Takes less than 5 minutes to prepare!

If you live in Italy, it is nigh next to impossible to make many iconic American classics without getting a little creative in the kitchen.  They simply don’t have the base ingredients available at the grocery store.

One of those ingredients is creamed corn, or as some people call it, cream of corn.  To make it from fresh sweet corn, right off the cob, you take off the corn kernels, and then scrape the cob to get out all the milky residue.  You add some water and corn starch to the mixture, and heat it in a pan to thicken. The process to get out the milky liquid is why it’s called “creamed” corn, even though it has no actual milk products in it.

You can also make it with a can of sweet corn.  Simple, easy, delicious, and quick.

This recipe uses a can of sweet corn bought at the spesa (grocery store).  It was the largest can they had available when I was there, and the contents are, of course, in grams, not ounces.  But it is just a little over 1 Cup of corn, and about 1/4 Cup of water, and makes 2 small servings.

Easiest Ever Creamed Corn

1 300 g can of corn

1/4 C water

1/2 T corn starch (amido di maize) + 1/2 T cold water to make a slurry

Put 1/2 the can of corn, including water, in a small food processor.  Grind just until it looks like a yellow corn batter.  Add the remaining corn, and pulse a few times until it’s the consistency you want, leaving some kernels whole.
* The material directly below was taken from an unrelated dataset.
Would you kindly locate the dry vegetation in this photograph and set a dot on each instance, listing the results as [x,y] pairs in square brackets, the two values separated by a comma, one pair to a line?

Pour into pan, and add about 1/4 cup water.  Put the heat on medium low, stir in your slurry, and bring up just to a boil.  Make sure to stir so nothing sticks.

Walah!  No sugar, no butter, no added salt, no nothing.  If you DO happen to get a can of corn that is not that sweet naturally, then by all means add a pinch of sugar if you would like – and next time buy a different brand to see if it’s sweeter.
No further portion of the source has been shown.